Speaking your language

Voice-activated computer systems are finally being taken up as firms realise the potential savings.

Fans of the science fiction film 2001: A Space Odyssey will recognise the following conversation between astronaut Dave Bowman and the HAL 9000 computer.

"Open the pod bay doors, HAL," says Bowman.
"I'm sorry, Dave, I'm afraid I can't do that," comes the reply.

Sci-fi writer Arthur C Clarke managed to make many correct predictions, such as telecoms satellites. Sadly, although 2001 has been and gone, computers that can hold a rational conversation have yet to materialise.

The concept of a person talking to a computer is not new. IBM was experimenting with voice recognition as early as 1961 and had a system that could recognise 16 basic commands. But, despite progress over the past four decades, we are still not able to have a 'real' conversation with a computer.

However, voice recognition technology (VRT) has come a long way. It is now possible for spoken commands to be recognised by computers, and the technology is beginning to be adopted.

According to David Neilson, sales director at TeleWare, a provider of intelligent telephony solutions in the UK, there are two main areas where voice recognition is being used: customer fulfilment and purchasing.

"The sectors benefiting from this technology are travel, financial services and retail," he explained. "VRT provides customers with easier access to information and allows contact centre agents to devote their time to more complex transactions.

"Companies can also implement voice recognition for voice-activated directories, which allow internal and external callers to be automatically routed to the correct person, without having to speak to the switchboard operator."

False starts

Historically, the use of VRT applications has been limited to simple voice commands. Piers Mummery, managing director at Call Sciences, said: "The many false starts in applying VRT products successfully has led to a great deal of end-user suspicion and negativity that needs to be overcome.
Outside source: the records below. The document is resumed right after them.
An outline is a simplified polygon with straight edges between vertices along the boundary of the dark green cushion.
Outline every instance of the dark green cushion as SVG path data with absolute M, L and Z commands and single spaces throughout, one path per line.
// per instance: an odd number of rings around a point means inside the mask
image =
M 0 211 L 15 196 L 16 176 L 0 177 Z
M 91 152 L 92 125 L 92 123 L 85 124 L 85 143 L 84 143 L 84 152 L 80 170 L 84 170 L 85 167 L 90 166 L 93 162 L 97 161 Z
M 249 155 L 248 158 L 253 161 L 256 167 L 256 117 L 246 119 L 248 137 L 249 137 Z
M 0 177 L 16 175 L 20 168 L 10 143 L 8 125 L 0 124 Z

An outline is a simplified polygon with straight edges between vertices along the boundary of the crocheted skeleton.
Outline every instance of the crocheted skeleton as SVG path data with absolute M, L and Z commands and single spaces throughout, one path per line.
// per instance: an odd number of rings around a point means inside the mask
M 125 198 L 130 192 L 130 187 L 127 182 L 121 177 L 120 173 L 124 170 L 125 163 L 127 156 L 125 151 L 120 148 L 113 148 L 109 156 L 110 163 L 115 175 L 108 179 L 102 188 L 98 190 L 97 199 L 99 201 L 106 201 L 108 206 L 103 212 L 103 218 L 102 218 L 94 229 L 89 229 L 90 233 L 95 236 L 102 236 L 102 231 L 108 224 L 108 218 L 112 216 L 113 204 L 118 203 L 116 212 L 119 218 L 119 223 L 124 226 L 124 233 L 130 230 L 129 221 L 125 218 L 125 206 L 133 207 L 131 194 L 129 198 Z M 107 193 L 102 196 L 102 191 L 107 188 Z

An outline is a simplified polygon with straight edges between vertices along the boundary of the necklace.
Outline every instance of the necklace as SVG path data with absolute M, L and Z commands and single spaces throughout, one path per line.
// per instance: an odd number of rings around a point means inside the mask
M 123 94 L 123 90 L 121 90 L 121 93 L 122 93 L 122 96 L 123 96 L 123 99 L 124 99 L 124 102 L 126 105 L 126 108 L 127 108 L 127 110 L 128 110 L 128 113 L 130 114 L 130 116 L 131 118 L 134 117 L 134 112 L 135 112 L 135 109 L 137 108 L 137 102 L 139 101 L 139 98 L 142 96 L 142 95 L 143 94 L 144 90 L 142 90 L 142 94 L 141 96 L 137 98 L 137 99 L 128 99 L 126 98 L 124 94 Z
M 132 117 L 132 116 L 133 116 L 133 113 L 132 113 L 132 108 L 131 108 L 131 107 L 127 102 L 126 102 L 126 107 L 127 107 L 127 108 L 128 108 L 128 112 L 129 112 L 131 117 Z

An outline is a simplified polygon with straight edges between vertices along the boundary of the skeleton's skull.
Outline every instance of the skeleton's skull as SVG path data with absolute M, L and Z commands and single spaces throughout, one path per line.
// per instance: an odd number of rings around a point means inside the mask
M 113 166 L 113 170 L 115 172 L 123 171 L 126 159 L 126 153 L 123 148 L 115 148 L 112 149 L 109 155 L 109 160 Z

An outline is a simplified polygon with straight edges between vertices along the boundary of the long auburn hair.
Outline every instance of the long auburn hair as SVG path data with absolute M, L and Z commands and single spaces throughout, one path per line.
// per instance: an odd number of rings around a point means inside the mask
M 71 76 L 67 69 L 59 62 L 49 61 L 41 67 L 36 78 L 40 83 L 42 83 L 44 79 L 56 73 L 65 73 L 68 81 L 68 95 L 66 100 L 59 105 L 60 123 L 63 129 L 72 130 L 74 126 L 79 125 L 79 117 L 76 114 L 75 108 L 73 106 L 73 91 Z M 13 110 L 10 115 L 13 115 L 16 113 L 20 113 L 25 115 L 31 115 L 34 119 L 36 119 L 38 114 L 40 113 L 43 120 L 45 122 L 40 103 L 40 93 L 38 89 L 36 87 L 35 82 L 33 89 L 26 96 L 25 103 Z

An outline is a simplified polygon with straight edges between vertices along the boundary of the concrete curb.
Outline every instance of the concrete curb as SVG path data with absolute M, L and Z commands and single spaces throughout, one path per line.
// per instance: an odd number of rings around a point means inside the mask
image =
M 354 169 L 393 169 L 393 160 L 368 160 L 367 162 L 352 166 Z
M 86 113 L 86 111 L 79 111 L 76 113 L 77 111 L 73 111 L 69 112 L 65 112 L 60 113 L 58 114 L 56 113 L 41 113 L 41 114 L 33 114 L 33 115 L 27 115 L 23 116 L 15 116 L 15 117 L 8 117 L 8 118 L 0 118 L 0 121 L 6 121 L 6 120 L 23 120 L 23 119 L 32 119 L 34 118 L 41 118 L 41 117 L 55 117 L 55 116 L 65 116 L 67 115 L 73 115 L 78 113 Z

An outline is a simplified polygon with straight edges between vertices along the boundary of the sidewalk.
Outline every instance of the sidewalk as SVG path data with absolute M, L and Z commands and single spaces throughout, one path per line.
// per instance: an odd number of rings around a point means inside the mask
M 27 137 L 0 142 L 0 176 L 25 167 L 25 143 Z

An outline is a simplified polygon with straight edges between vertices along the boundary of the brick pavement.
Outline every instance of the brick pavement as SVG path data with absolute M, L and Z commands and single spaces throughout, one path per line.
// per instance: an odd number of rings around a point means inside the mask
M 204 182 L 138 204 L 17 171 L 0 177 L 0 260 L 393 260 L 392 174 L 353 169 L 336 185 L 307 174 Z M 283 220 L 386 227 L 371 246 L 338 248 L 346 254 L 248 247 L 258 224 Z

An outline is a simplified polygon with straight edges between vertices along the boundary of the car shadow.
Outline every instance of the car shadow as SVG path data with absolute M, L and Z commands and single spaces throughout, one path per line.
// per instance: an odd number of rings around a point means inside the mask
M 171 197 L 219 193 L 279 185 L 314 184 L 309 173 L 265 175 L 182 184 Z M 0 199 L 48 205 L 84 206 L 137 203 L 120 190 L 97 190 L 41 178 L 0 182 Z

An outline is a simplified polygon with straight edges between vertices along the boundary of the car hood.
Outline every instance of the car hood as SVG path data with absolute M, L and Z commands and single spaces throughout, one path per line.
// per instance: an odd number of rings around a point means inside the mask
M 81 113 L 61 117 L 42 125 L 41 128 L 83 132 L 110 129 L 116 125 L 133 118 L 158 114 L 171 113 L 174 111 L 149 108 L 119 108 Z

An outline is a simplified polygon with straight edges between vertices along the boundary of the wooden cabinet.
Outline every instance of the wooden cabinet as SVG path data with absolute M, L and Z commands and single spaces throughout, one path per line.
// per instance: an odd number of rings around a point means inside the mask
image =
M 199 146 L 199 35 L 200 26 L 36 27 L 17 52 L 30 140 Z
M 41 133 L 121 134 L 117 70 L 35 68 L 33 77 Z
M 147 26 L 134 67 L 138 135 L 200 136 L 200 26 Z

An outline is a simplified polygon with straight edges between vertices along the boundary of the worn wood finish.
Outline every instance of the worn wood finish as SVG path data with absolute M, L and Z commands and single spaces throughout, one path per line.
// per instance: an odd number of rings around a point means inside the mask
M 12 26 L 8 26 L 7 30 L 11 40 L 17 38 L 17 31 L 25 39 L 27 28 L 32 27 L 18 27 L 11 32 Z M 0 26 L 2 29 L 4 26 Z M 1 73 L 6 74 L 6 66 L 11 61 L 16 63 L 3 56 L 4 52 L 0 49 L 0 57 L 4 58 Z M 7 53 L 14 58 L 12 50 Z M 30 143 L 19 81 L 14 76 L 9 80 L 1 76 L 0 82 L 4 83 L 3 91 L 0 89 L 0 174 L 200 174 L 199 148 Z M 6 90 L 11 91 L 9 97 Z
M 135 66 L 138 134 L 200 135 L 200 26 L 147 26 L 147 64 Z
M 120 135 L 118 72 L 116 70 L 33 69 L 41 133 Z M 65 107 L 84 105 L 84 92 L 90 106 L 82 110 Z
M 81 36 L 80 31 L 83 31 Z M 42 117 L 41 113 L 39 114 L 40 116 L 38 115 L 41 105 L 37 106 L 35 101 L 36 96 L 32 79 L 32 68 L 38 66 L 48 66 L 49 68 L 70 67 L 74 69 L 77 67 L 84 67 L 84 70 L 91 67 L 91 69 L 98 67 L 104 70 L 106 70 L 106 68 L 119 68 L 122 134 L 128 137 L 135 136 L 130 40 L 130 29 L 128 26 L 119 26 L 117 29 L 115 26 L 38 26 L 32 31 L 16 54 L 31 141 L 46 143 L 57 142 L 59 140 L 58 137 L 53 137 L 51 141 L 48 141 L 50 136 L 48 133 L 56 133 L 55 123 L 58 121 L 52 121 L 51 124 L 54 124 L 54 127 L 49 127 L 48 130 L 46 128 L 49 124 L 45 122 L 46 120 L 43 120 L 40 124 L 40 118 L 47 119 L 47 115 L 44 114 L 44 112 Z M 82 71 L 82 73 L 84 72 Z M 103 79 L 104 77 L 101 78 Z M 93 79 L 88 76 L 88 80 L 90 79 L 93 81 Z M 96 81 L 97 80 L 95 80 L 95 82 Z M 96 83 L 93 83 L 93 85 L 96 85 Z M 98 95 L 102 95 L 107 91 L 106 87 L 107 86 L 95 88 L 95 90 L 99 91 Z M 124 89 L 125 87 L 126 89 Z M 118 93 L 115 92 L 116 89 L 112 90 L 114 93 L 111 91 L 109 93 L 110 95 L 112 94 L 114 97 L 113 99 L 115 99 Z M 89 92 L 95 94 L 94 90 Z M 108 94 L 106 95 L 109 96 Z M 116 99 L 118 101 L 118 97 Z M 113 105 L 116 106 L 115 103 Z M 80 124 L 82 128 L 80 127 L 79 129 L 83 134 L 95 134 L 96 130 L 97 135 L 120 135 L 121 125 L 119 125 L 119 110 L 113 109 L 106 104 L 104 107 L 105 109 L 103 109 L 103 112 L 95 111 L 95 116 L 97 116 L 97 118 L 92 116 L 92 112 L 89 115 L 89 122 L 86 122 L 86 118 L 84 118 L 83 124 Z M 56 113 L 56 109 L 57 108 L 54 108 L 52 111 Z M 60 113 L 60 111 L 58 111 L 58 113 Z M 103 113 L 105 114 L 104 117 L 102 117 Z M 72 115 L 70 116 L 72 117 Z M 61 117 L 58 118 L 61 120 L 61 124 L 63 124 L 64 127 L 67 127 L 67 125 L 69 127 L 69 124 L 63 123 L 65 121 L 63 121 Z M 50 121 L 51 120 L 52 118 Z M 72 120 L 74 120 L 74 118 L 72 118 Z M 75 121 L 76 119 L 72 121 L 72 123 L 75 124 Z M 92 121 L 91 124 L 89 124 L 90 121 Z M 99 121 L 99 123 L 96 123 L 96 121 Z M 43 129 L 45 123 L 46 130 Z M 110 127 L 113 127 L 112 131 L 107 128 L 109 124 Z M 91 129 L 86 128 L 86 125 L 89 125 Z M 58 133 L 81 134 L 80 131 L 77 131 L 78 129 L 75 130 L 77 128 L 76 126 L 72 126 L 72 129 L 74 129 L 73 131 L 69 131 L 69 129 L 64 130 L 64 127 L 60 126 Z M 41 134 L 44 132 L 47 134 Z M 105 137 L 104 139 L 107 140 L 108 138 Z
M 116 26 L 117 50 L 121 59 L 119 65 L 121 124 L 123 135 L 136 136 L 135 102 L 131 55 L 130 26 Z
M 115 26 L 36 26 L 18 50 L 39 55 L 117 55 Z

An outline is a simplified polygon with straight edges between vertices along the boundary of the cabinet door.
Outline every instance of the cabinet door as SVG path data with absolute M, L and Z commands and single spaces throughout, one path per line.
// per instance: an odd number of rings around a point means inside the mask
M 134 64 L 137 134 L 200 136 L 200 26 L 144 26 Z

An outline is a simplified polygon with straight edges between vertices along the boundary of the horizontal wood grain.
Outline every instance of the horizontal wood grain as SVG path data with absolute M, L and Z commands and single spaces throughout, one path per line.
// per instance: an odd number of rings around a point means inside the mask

"Products that were heralded as intelligent and easy to use were anything but, and the public's patience threshold with services that used toneless, computerised speech and failed to recognise even the most basic commands was quickly reached.

"This has set the industry back in the past. Products have been inflexible, limited, unreliable and have not enhanced the customer experience."

According to Mummery, developments over the past few years have concentrated on engines that are able to understand natural language commands. "Systems are now more intuitive, and users are able to skip, override and interrupt. This makes the process more user friendly and improves levels of customer satisfaction," he said.

Nick Applegarth, managing director for Europe, Middle East and Africa at speech recognition and voice authentication firm Nuance, believes that VRT is becoming more people friendly.

"The Nuance 8 speech recognition server can perform functions such as distinguishing the agenda of a caller, determining if someone is getting angry or getting stuck in the system and putting them through to an operator," he claimed.

"Technology that understands phrases and expressions, and is able to train VRT systems to recognise these phrases, is important. Intuitive systems such as this will undoubtedly have the biggest impact on VRT."

Semantic limitations

The problem is that spoken language is very complex and computers often struggle fully to understand human speech.

William Gray, managing director of Macfarlane Telesystems, a UK-based developer and supplier of computer telephony systems and services for interactive voice response applications in the local government sector, suggested that some of the latest developments in technology will make significant improvements.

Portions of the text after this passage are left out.